Who needs cable when you have this kind of entertainment up the street?

  I had a meeting at 6:30. When I went to leave the street was still cordoned off and even more people were hanging around. I didn’t want to lose the parking space in front of my house so I slipped down the alleyway and took my Kia Rio out of the garage for a rare trip around town. When I got back an hour later I could hear popping sounds coming from up the block. It sounded a lot more like the machines at the ball games that shoot hot dogs and t-shirts into the crowd than gunfire so I assumed that teargas canisters were being fired. When I got to the front of the house the same crowd was still there talking about whether they could smell the teargas or not so I knew my guess was right.

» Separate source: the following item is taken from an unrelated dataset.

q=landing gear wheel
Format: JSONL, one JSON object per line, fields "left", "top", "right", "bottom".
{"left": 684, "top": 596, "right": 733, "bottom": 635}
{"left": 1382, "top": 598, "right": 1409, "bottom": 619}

  The story in the paper the next day said that 30 tear gas canisters were fired into the house up the block at 514 N Center St but Jose Morales was not found in the house. Morales was arrested the next day on the south side of town. So that was the month in Marshalltown and it was all pretty depressing except for the impromptu block party that broke out during the SWAT raid up the block. It was such a busy month that I never even got the chance to talk about the police shooting and killing of an armed man down the block from the Jiffy the week before Christmas. This was during the height of concern over police shootings in Ferguson, Cleveland, and New York but once it was determined the victim was armed and not a minority it became old news quickly.